A conference dedicated to factual programming, MIPDOC is a fantastic networking opportunity for a great swathe of film-makers, ourselves included. With 700 participants and over 50 countries represented, it was a wonderful opportunity to get noticed… and see how some of the biggest people in the business worked.
Perhaps the highlight of the event was the various talks that MIPDoc runs as part of its schedule. For us, a vital point came across in the event’s keynote speech given by National Geographic’s Tim Pastore. Talking about the overarching ideas that govern their programming, one word jumped out at us: authenticity. In this context it was about taking firm control of your content, focussing on what makes you unique rather than chasing wider trends. ‘The audience will repay you for staying true to your core,’ said Tim: something we wholeheartedly agree with.

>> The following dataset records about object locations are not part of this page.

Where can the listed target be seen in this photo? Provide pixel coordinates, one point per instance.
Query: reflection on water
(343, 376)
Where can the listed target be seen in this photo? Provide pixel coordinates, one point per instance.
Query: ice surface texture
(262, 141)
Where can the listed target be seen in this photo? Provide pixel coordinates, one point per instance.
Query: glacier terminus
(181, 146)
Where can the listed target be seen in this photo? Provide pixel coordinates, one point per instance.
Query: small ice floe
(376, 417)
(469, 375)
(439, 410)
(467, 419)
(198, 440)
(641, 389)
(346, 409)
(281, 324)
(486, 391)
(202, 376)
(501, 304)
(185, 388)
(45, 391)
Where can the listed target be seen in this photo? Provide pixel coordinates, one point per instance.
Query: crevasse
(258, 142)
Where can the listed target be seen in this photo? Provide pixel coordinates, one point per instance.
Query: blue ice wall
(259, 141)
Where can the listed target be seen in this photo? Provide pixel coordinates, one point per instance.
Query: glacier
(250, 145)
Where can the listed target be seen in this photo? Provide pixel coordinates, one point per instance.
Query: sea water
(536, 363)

These ideas resonate with us on the basis that Zakii is the perfect example of an honest and authentic subject for a documentary film. While he might not always broadcast his true intentions (for cultural reasons, as an example) it is his talent and honesty that has allowed him to be as successful as he has: he follows his own path, even if he can’t always be as candid as he’d hope.
A second idea that chimed with us came from Angela Neillis, Director of Non-Scripted Content at Fremantle Media International. Speaking on the kind of content they look for, Angela mentioned a desire for programming with a global reach and an international vibe. She also noted the importance of ‘human stories:’ in many respects, a broad term. But one that’s also hugely relevant considering that, as human beings, we want to tell stories about people first and foremost. More importantly, our film most definitely has an international vibe: taking in both Zakii’s home in Malaysia and destinations like London, it’s guaranteed to be a brilliantly diverse piece of film-making.

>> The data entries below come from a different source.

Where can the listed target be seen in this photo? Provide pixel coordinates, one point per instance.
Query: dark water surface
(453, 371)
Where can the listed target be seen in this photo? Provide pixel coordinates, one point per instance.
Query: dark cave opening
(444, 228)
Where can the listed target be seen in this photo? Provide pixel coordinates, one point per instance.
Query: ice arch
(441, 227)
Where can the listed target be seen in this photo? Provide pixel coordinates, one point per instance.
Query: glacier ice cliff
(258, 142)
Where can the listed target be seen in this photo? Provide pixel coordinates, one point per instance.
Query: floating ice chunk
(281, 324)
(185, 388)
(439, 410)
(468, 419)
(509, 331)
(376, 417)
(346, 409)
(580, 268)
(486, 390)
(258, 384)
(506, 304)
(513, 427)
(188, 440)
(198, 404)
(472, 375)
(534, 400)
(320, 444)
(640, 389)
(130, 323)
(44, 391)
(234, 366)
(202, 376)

Distribution of the film is still something we’re looking into: we have several avenues we’re considering. But more importantly, after MIPDoc we’re confident that the film we’re making will appeal to a wide range of filmgoers irrespective of how we release it. Especially when the values of massive organisations like National Geographic- of honesty, and following your own path- align with our own.
Above all, we’re striving to put together an honest and authentic look at a man’s life, art and philosophy. Putting that honesty first and foremost means we think it will have a broad appeal, and many different people will get something valuable out of it. MIPDoc showed us that buyers and filmgoers alike want quality programming that puts authenticity first, and it’s something we’re wholly confident we can deliver on. Our next big event is Sheffield Doc/Fest in June, which promises to be a golden opportunity for us: we’ll have much more information on it nearer the time.